Off-the-shelf immunotherapy drug aims to defeat cancer
Dr. Lior Nissim of Hebrew University. Photo by Chaja Katzman

“Israel has always been on the leading edge of immunotherapies,” says Boyle, adding that Israeli professor Zelig Eshhar was one of the early pioneers in this field.

“When we looked for this type of technology, we spoke to multiple groups. It became clear that joining forces with Dr. Nissim’s lab could enable our clinically proven delivery vehicle to activate therapeutic genes where they should. The work he has been doing over the past decade was perfect for this goal.”

A life mission

Nissim tells ISRAEL21c he wasn’t meant to be a biologist.

“I think like an electrical engineer,” he says, “but I went into biology because my mother died of cancer when I was three years old, and I have been on a mission ever since to cure cancer.”

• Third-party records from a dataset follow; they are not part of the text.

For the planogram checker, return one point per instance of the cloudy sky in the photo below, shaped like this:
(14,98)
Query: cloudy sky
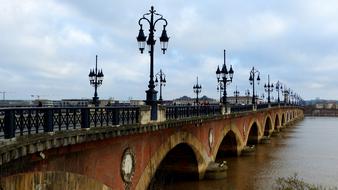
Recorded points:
(48,46)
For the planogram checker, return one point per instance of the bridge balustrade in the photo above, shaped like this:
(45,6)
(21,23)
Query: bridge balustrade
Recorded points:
(186,111)
(24,121)
(241,108)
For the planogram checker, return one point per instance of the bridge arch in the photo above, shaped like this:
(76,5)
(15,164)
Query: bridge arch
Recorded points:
(176,142)
(268,127)
(228,146)
(277,122)
(228,134)
(253,135)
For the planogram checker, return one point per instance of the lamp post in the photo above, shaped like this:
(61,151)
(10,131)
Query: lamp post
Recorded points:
(236,94)
(197,89)
(268,88)
(279,87)
(220,90)
(141,38)
(263,96)
(247,94)
(95,79)
(161,82)
(224,76)
(285,93)
(254,72)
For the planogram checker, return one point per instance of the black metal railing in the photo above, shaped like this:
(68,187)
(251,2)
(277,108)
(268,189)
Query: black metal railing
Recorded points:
(241,108)
(23,121)
(186,111)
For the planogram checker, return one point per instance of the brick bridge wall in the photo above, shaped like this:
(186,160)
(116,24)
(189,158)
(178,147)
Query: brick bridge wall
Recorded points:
(93,157)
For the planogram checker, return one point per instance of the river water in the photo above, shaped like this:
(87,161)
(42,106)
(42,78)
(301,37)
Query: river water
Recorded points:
(309,148)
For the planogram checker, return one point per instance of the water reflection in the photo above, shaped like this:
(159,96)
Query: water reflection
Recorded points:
(310,149)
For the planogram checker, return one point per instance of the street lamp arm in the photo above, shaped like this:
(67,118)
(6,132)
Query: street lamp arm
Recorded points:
(144,18)
(166,23)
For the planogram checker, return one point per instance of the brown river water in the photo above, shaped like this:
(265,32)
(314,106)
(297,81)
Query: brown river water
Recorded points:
(309,148)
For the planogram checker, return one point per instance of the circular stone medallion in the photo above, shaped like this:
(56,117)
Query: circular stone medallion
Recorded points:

Thinking like an electrical engineer turned out to be an advantage in building a genetic circuit.

“To program the immune cells inside the body, you need to give the ‘order’ to the right cells — you need to say, ‘You guys and only you guys!’ This is my specialty. I look at cells like a set of switches that we can program,” Nissim explains.

Introduced into the body via an injectable genetic drug, his synthetic markers allow the drug to sense precisely which immune cells need to be programmed to kill cancer.

“I brought the Waze, and Abintus brought the vehicle. It simply clicked,” says Nissim.

“We are looking to engineer the patient’s own immune cells to correct defects that enabled cancer to grow, but in certain applications we need the technology to specifically engineer the cells we’re interested in — and that’s where Dr. Nissim’s lab comes in,” says Abintus Chief Scientific Officer Derek Ostertag.

“He’s done pioneering work in synthetic biology that gives us those additional tools to make our engineering accurate to the cell types we want.”

By engineering multiple components of the immune cell, Abintus’ approach could boost the success rate of immunotherapy because, says Ostertag, “it’s not dependent on a single aspect of the immune system as a lot of current therapies are.”

Not for current patients

Abintus has raised over $14 million from investors including Takeda Ventures and the Leukemia & Lymphoma Society’s Therapy Acceleration Program. In connection with Nissim’s innovative synthetic biology platforms, Abintus has entered a research and option agreement with Hebrew University’s tech-transfer company, Yissum.

The company, which employs seven full-time workers in San Diego, aims to find a commercial partner and begin clinical trials for its synthetic biology program within a few years.

“This will take time,” cautions Nissim. “We are trying to start clinical trials as soon as possible but I’m sorry to say we cannot help people who are sick now.”

Off-the-shelf immunotherapy drug aims to defeat cancer
Dr. Lior Nissim with graduate students Chaja Katzman and Shira Shalev, who work with him on the Abintus technology. Photo courtesy of Dr. Lior Nissim

He says the Abintus approach to reprogramming cancer-fighting cells is “semi-personalized.”

“If a medicine is too personalized, you can treat only a few patients with one batch of medication. If I can find something in common to all patients, we could treat thousands of patients with one batch,” says Nissim. “We can have different versions of the drug for different types of cancer, all of them designed to be safe, effective and affordable.”

The same technology targeting cancer immune cells inside the body could be translated to genetic drugs for other conditions.

For example, immune cells that go haywire and start attacking the body, causing autoimmune diseases, could be programmed to calm down, Nissim says.

But oncology is where Abintus wants to start.

“For all of us, this is not just a business but a mission to save lives,” says Nissim. That’s why I work with the Abintus team so well.”